FURTHER ORDERED, that Plaintiffs may not receive immediate payment of $75,000, there being material issues of fact with respect to the amount of unliquidated damages. 
      
      . Convention for the Unification of Certain Rules Relating to International Transportation by Air, October 12, 1929, 49 Stat. 3000, T.S. No. 876, 137 L.N.T.S. 11, reprinted in 49 U.S.C. § 1502 note (1976).
     
      
      . Agreement relating to Liability Limitations of the Warsaw Convention and the Hague Protocol, Agreement CAB 18900 (Exhibit 1 to Affidavit of Milton G. Sincoff, sworn to February 15, 1984), approved by CAB Order E-23680, May 13, 1966 Docket 17325), 31 Fed.Reg. 7302 (1966).
     
      
      . The actual amount was $8,291.87. Block v. Compagnie Nationale Air France, 386 F.2d 323, 325 (5th Cir.1967). Article 22(4) of the Convention provides that "The sums mentioned above shall be deemed to refer to the French franc consisting of 65 milligrams of gold at the standard of fineness of nine hundred thousandths. The sums may be converted into any national currency in round figures.
     
      
      . Protocol to Amend the Convention for the Unification of Certain Rules Relating to International Carriage by Air, ICAO Doc.

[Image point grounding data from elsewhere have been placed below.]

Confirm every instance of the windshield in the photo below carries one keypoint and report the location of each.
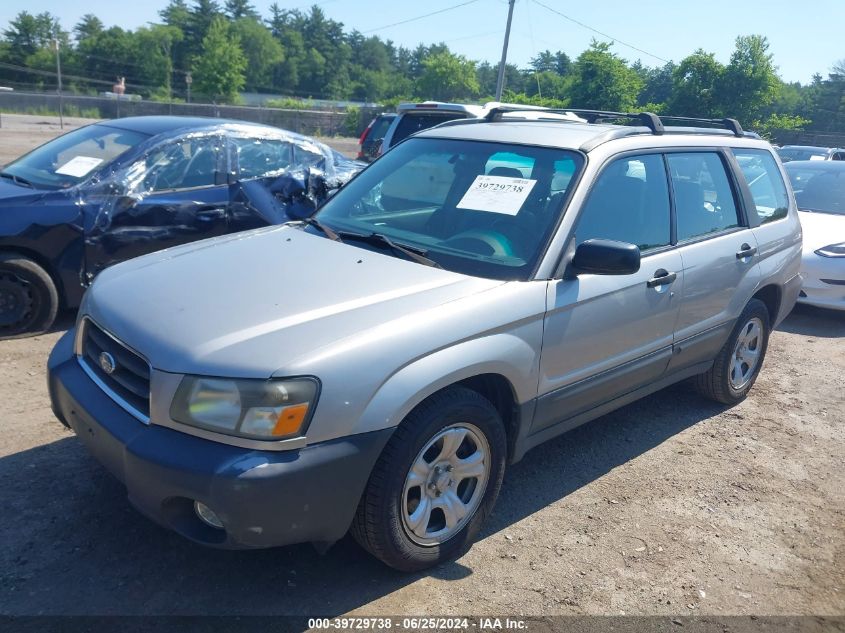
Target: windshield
(483, 209)
(69, 159)
(819, 190)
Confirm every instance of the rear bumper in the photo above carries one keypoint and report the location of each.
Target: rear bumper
(788, 298)
(264, 498)
(824, 281)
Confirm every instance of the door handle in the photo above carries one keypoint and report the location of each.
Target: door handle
(662, 277)
(208, 214)
(746, 250)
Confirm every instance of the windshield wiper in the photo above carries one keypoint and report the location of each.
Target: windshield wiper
(377, 239)
(322, 227)
(17, 179)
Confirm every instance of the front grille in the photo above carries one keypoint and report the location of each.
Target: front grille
(128, 383)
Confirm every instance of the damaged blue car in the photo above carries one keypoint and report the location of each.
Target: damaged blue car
(114, 190)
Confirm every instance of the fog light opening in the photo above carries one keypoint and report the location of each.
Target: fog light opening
(207, 515)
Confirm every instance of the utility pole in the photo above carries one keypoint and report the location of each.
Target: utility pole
(59, 75)
(500, 84)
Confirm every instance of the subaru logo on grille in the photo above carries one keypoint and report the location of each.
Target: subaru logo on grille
(107, 362)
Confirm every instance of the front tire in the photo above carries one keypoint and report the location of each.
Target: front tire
(29, 300)
(435, 482)
(738, 364)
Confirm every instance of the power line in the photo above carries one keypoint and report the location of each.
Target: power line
(589, 28)
(420, 17)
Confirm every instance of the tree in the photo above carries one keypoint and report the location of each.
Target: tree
(603, 81)
(200, 17)
(89, 26)
(658, 83)
(219, 71)
(749, 83)
(694, 86)
(238, 9)
(155, 66)
(263, 52)
(28, 33)
(448, 77)
(546, 61)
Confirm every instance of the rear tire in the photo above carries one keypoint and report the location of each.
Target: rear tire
(435, 482)
(738, 364)
(29, 300)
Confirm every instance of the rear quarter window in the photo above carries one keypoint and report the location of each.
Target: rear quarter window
(764, 179)
(413, 122)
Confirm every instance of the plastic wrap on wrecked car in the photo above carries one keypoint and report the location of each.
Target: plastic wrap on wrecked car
(246, 179)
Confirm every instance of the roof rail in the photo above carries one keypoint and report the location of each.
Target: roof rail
(652, 121)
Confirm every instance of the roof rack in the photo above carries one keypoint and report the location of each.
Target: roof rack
(650, 120)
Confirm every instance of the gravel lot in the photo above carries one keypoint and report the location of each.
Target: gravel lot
(672, 505)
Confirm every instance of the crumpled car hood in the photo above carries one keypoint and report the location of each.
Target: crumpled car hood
(10, 191)
(247, 305)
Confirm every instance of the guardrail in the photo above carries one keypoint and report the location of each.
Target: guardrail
(311, 122)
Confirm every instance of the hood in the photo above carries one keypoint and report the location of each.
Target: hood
(249, 304)
(821, 229)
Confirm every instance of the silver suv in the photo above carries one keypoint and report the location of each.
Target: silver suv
(486, 286)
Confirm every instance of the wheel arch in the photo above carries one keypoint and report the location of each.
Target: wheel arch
(44, 263)
(771, 296)
(506, 384)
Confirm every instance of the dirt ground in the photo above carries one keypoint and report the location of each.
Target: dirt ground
(672, 505)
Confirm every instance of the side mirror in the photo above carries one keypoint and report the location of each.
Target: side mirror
(606, 257)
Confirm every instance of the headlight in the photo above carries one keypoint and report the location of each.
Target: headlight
(257, 409)
(832, 250)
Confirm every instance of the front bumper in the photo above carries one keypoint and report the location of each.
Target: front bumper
(264, 498)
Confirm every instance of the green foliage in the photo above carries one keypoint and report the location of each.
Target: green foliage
(219, 71)
(352, 121)
(603, 81)
(780, 123)
(749, 83)
(448, 77)
(227, 47)
(263, 52)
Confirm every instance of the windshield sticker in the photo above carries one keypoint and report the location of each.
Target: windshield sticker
(79, 166)
(497, 194)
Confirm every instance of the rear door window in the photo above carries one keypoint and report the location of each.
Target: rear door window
(704, 199)
(763, 177)
(628, 203)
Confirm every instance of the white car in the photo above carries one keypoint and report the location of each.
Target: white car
(820, 193)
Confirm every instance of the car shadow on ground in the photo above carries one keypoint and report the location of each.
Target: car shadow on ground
(73, 545)
(813, 321)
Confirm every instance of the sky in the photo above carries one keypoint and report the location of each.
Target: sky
(805, 38)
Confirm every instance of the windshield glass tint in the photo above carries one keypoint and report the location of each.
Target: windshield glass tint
(484, 209)
(71, 158)
(819, 190)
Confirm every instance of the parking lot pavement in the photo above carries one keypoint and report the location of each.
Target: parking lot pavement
(672, 505)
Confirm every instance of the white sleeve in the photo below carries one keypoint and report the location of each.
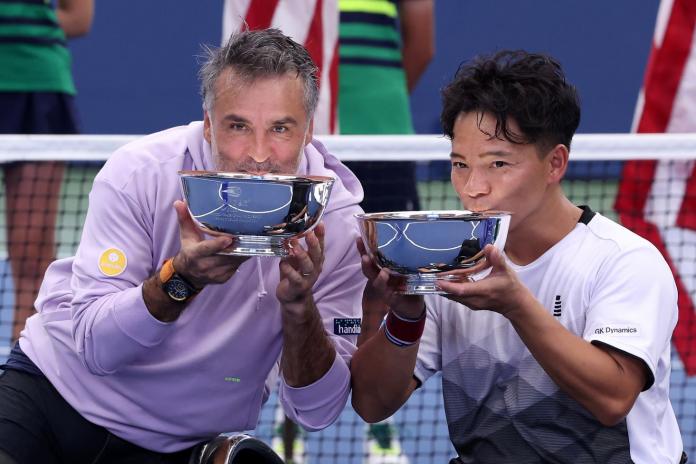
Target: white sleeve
(429, 359)
(633, 305)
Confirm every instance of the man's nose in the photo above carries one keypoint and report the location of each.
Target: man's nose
(259, 149)
(476, 185)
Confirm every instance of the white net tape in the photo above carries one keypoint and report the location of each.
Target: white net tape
(585, 147)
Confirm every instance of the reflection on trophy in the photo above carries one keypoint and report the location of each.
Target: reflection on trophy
(261, 212)
(422, 246)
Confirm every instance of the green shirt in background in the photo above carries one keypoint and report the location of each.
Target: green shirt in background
(373, 96)
(33, 52)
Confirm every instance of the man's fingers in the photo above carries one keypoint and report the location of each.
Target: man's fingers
(495, 257)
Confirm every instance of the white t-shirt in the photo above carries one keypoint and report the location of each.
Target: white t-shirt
(604, 284)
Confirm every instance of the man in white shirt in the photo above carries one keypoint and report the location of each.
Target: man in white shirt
(562, 352)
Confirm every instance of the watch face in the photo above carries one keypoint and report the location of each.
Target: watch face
(177, 289)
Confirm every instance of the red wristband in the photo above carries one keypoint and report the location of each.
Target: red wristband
(402, 331)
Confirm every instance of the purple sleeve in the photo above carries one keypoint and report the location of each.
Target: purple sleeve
(111, 324)
(338, 295)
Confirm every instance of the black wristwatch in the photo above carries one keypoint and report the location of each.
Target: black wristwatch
(175, 285)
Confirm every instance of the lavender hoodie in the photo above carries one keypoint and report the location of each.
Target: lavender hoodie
(167, 386)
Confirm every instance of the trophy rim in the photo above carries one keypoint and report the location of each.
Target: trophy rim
(221, 175)
(431, 215)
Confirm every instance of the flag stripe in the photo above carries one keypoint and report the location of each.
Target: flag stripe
(314, 23)
(666, 68)
(260, 13)
(638, 189)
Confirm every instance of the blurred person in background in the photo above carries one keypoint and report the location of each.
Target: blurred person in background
(37, 96)
(384, 48)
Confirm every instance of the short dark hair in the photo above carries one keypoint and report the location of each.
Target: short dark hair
(530, 88)
(258, 54)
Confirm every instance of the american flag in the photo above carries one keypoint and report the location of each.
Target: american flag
(313, 23)
(657, 199)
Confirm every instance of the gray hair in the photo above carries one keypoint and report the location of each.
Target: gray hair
(257, 54)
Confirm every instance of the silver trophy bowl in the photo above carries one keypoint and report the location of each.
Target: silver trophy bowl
(420, 247)
(261, 212)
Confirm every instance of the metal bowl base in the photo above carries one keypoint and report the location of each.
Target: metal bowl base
(258, 246)
(423, 284)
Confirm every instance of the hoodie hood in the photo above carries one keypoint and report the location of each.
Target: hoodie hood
(316, 161)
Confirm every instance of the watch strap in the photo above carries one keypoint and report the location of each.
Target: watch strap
(167, 272)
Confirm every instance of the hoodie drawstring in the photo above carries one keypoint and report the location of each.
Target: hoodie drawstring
(262, 287)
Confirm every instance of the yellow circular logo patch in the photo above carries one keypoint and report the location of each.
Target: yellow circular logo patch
(112, 262)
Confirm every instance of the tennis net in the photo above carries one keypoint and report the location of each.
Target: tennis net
(645, 181)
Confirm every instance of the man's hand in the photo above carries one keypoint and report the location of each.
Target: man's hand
(300, 270)
(198, 259)
(307, 351)
(500, 291)
(383, 285)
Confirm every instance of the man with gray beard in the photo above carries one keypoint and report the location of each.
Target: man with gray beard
(136, 372)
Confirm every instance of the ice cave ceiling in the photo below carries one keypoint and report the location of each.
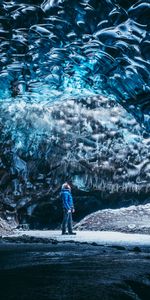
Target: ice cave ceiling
(74, 98)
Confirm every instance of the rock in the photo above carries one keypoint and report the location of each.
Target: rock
(118, 220)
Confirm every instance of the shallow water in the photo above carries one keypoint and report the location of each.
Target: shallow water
(73, 271)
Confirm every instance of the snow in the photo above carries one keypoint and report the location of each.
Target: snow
(98, 237)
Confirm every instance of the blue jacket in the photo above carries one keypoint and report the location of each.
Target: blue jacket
(67, 200)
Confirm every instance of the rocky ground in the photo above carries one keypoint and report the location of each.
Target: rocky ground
(133, 219)
(71, 271)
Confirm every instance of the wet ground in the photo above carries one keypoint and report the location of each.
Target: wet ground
(73, 271)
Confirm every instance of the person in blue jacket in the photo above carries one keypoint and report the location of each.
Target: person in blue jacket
(68, 208)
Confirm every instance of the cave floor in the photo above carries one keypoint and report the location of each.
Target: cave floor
(91, 237)
(44, 265)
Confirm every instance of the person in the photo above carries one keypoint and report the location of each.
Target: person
(68, 208)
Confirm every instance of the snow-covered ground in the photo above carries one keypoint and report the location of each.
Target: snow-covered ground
(97, 237)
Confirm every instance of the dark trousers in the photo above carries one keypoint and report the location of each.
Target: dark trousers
(67, 221)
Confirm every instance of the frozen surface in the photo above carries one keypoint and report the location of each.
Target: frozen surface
(98, 237)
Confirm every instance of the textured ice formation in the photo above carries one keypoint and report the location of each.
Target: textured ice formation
(53, 49)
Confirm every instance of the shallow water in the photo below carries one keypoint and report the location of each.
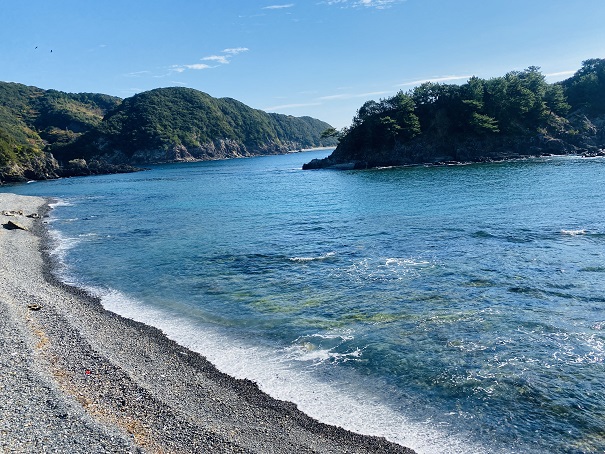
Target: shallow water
(451, 309)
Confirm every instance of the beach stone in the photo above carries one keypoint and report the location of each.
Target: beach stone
(12, 225)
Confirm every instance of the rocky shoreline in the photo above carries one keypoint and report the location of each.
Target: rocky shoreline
(78, 378)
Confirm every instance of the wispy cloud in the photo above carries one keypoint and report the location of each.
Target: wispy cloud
(137, 73)
(289, 5)
(224, 59)
(378, 4)
(434, 79)
(195, 66)
(235, 50)
(291, 106)
(352, 96)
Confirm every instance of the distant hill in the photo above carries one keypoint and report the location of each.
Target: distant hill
(516, 115)
(48, 134)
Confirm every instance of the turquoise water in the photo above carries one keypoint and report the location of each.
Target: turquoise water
(451, 309)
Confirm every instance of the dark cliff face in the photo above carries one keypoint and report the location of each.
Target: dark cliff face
(427, 150)
(48, 134)
(179, 124)
(507, 117)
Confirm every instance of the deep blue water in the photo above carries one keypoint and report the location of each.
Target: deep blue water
(451, 309)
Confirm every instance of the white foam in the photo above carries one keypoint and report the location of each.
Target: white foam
(60, 203)
(347, 401)
(313, 259)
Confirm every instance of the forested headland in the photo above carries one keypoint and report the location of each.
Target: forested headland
(516, 115)
(49, 134)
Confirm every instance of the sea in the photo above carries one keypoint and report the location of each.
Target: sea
(451, 309)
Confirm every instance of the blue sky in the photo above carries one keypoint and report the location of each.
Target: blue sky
(322, 58)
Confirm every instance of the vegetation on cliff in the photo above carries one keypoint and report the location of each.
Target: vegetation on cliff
(47, 133)
(514, 115)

No. 8932 (1971), reprinted in A. Lowenfeld, Aviation Law Documents Supplement at 975-984 (2d ed. 1981).
     
      
      . Additional Protocol Nos. 1-4 to Amend the Convention for the Unification of Certain Rules Relating to International Carriage by Air, ICAO Nos. 9145-9148 (1975), reprinted in A. Lowenfeld, Aviation Law Documents Supplement at 985-1001 (2d ed. 1981).
     
      
      . The limitation has been attacked on constitutional grounds as well, see, e.g., In re Aircrash in Bali, Indonesia on April 11, 1974, 684 F.2d 1301 (9th Cir.1982); Burdell v. Canadian Pacific Airways, 10 Av.Cas. (CCH) ¶ 18,151 (Ill.Cir.Ct. 1968).